I still have Doubts....
I still remember that June. It's etched in my memory. Four years ago, I embarked on a journey that cost me 0.66 BTC (Or maybe the cost of my blind faith on that person), without knowing where I was headed. I just kept moving forward, unaware of the path or the destination. It was like being a traveler lost in time, with no direction or support. But I refused to give up, despite the weight of responsibilities on my shoulders. I kept going, fueled by hope and determination.
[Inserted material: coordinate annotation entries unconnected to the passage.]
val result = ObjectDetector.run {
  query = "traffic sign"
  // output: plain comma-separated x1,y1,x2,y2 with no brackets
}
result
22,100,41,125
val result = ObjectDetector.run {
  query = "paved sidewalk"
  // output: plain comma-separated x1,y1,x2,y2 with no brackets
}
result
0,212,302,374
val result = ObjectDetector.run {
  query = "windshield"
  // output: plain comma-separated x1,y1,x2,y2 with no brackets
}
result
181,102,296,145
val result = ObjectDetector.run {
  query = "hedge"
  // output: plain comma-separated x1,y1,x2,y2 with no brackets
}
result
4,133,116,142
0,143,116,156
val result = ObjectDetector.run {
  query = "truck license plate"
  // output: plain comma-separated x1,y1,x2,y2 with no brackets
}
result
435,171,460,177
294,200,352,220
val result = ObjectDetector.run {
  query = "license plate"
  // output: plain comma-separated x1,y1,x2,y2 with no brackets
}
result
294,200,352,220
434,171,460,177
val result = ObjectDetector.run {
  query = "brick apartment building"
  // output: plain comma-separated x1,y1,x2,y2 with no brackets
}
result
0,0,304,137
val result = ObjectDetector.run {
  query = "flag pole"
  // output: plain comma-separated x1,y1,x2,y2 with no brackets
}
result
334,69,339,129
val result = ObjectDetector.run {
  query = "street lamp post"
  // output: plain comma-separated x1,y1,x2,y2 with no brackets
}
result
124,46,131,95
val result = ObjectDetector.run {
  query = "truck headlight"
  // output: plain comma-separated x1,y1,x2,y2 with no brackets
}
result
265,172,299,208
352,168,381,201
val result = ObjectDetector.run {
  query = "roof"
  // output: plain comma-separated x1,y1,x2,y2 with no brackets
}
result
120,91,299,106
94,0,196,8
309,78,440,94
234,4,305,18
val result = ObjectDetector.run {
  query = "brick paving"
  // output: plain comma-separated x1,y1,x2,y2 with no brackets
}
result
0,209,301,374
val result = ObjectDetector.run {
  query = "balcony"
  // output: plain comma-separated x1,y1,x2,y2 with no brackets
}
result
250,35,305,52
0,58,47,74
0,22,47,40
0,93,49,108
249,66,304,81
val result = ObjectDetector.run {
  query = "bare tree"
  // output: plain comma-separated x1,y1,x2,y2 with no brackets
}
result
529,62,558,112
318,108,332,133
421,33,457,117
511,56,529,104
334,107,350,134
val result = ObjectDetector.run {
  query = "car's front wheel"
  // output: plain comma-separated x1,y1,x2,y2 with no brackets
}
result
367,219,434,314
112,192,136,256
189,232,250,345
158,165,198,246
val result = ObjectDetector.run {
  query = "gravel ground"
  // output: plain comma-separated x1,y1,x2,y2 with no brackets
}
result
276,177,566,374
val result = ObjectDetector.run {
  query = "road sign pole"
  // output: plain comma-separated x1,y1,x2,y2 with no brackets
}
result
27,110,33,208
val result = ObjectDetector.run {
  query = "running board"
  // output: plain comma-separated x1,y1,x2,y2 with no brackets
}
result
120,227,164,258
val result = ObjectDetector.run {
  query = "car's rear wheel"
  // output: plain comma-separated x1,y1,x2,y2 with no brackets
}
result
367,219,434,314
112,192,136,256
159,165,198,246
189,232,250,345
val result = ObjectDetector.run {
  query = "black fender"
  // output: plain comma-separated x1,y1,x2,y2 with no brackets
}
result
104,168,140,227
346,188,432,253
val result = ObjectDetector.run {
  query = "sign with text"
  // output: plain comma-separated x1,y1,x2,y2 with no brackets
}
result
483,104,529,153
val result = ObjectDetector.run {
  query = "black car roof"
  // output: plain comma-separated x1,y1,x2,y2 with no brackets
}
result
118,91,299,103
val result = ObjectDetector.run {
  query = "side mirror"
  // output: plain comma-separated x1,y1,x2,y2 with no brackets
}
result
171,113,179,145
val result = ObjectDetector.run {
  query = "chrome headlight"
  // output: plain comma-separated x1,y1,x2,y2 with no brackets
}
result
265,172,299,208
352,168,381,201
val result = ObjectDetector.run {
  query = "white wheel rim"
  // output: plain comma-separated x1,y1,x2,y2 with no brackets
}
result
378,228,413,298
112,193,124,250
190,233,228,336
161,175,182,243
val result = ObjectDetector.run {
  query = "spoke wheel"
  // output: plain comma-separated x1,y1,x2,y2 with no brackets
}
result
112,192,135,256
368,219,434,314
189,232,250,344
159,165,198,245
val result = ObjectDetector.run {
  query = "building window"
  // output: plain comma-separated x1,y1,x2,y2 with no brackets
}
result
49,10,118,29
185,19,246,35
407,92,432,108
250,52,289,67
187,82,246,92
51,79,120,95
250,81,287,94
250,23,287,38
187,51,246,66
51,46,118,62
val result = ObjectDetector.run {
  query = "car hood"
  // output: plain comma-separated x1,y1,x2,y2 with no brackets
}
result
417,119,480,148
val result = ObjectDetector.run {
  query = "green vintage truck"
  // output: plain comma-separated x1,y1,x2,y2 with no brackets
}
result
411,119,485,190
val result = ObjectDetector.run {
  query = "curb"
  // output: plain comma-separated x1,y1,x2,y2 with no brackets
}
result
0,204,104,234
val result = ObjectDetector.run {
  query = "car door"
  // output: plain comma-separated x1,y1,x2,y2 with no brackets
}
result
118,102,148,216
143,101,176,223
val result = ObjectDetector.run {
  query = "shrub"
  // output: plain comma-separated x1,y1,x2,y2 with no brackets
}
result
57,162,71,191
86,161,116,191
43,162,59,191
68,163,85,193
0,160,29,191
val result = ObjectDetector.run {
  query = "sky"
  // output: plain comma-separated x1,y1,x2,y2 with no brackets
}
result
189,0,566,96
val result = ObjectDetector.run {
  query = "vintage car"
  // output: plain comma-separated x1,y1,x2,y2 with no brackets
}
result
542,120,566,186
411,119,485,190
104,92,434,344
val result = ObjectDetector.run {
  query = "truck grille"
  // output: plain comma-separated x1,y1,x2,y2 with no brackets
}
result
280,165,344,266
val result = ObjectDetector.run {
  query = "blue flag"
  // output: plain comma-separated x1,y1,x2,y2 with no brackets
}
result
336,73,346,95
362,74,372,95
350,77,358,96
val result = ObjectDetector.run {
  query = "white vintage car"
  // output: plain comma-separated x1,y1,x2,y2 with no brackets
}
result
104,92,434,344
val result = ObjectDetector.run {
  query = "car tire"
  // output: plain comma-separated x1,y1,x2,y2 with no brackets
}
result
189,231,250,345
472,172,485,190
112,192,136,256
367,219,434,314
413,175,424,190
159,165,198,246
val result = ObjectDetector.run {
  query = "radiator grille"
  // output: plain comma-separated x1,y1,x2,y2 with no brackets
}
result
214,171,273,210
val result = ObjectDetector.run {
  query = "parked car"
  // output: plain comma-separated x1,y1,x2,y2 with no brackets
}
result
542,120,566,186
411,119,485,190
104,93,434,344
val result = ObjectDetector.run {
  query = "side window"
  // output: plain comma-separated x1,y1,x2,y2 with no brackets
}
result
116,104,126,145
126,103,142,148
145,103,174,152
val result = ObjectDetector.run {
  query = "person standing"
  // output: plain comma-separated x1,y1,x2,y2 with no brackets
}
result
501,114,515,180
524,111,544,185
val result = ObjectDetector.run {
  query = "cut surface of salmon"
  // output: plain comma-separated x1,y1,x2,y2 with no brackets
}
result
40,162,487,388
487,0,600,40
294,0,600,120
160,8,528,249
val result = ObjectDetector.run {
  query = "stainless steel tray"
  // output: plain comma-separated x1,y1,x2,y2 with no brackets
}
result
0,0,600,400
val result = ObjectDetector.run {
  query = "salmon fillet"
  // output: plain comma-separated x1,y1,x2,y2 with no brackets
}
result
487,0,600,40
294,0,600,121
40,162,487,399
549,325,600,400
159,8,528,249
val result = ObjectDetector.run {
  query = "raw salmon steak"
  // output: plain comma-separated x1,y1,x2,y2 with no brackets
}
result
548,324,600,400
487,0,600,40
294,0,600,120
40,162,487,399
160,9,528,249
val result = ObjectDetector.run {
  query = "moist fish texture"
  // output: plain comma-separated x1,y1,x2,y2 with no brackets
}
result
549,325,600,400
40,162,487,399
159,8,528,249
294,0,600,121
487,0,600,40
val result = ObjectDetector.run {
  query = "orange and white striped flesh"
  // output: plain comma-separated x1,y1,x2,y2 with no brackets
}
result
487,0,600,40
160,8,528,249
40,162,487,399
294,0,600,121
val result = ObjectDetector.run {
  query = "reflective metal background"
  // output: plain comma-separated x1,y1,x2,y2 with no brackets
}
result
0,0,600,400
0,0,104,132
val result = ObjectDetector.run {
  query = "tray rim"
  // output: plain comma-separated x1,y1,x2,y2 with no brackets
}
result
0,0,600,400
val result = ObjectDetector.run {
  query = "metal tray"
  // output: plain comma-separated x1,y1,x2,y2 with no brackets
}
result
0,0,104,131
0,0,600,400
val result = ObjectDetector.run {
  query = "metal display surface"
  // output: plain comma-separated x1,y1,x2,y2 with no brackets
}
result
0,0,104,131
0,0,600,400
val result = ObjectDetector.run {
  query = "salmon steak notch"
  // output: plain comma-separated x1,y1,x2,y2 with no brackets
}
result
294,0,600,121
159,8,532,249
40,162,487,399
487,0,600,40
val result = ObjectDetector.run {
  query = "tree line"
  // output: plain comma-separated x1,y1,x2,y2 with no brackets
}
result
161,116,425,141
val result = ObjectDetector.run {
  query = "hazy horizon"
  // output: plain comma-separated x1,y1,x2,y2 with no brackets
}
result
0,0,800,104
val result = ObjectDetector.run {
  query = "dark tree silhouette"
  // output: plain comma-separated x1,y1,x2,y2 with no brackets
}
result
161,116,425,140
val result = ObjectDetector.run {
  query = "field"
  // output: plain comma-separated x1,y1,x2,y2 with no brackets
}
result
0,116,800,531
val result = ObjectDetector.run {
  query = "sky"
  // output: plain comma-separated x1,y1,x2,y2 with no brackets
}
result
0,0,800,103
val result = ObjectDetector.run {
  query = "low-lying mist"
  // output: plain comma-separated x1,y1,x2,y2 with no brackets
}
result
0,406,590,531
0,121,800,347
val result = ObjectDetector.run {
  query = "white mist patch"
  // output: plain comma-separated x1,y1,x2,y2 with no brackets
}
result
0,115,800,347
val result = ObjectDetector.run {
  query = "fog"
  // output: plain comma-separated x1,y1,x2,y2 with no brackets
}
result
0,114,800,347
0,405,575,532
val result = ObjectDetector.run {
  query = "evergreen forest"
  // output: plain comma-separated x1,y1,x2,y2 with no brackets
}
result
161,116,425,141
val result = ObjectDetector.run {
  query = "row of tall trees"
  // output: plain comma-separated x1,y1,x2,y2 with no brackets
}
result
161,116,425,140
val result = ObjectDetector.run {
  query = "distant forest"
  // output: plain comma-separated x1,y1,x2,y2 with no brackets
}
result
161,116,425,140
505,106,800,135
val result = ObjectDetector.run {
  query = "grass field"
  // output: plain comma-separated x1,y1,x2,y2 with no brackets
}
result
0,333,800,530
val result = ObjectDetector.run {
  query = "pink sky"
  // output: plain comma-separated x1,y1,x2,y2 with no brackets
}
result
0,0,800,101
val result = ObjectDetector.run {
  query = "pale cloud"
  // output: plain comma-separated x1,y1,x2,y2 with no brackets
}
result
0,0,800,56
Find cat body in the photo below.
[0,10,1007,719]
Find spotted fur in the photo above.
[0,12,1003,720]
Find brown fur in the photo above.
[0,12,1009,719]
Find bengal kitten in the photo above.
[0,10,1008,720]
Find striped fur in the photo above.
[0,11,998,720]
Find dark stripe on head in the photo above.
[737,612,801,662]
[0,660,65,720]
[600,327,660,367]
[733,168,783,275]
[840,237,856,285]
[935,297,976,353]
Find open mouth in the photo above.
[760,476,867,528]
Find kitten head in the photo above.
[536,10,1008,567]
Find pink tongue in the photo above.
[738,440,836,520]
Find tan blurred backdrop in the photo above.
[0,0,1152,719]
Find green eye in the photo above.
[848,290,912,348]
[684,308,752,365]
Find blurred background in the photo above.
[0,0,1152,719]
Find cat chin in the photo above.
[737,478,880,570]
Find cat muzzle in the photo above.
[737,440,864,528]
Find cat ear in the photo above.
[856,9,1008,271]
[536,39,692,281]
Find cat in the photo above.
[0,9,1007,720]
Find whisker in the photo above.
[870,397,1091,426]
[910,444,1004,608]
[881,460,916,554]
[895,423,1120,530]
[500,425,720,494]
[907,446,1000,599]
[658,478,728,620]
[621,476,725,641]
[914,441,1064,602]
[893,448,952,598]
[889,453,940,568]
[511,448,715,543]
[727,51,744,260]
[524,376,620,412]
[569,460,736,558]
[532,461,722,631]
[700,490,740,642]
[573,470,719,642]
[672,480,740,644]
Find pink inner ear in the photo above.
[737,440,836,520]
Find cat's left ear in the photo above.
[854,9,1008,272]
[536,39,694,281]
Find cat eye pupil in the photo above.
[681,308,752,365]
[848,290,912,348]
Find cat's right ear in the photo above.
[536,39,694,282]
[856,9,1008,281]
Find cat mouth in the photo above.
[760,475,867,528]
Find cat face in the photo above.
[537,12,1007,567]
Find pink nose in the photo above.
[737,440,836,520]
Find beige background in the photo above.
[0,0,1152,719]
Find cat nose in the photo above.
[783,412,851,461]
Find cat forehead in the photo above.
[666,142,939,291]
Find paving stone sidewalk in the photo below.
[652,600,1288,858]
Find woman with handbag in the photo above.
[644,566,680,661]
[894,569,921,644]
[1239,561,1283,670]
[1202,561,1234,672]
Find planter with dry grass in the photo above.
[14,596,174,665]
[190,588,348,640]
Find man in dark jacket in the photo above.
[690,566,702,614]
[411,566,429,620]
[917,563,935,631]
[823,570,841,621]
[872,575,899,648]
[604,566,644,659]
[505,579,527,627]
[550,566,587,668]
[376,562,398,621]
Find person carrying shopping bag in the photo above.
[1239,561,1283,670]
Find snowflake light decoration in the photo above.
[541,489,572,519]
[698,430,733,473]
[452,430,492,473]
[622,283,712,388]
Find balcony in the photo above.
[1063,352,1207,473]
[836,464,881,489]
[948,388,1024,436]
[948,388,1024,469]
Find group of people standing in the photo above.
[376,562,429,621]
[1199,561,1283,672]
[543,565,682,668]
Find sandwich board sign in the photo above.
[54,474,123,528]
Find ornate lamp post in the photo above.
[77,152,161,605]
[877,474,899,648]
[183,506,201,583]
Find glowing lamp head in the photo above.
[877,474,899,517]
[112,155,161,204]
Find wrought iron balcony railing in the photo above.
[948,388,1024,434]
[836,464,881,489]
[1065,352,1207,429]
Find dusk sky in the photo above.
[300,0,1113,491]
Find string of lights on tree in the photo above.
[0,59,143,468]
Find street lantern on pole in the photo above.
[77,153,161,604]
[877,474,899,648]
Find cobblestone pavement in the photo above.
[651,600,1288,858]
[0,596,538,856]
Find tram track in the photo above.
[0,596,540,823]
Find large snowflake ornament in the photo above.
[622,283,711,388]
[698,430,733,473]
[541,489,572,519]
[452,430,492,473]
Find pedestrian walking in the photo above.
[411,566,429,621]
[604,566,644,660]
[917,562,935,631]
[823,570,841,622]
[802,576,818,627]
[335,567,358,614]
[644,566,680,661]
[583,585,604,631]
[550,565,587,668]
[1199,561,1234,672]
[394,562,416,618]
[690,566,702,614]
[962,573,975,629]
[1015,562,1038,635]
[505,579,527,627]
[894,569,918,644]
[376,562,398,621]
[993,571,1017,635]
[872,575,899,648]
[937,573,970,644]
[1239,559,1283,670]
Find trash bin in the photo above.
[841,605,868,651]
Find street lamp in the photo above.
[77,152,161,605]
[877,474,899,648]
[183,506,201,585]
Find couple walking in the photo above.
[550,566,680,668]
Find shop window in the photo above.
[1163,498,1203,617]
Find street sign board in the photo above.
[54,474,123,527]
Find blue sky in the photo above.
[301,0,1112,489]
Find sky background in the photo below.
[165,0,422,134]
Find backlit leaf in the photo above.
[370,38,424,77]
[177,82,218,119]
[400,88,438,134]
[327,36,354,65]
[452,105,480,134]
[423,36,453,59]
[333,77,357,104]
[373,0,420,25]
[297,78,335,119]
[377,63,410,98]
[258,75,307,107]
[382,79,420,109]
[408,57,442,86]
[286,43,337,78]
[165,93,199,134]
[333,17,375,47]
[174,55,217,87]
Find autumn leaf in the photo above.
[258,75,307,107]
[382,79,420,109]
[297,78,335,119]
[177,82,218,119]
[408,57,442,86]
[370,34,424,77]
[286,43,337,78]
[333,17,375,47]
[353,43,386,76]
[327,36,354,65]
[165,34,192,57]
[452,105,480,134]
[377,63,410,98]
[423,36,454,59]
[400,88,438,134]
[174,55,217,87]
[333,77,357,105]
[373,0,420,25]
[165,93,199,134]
After a year of traveling, I finally saw a glimmer of hope, like an oasis in the desert. It felt like I was close to reaching my dream destination, and I eagerly moved towards it. Then, I met a group of caravan heading in the same direction, and I was overjoyed. I joined them, and we continued the journey together. After many days and nights of traveling, it seemed like we were nearing our destination. We stopped for the night to rest. I fell into a deep sleep. But when I woke up , I was shocked to find myself alone, abandoned by the caravan. Had they left me behind?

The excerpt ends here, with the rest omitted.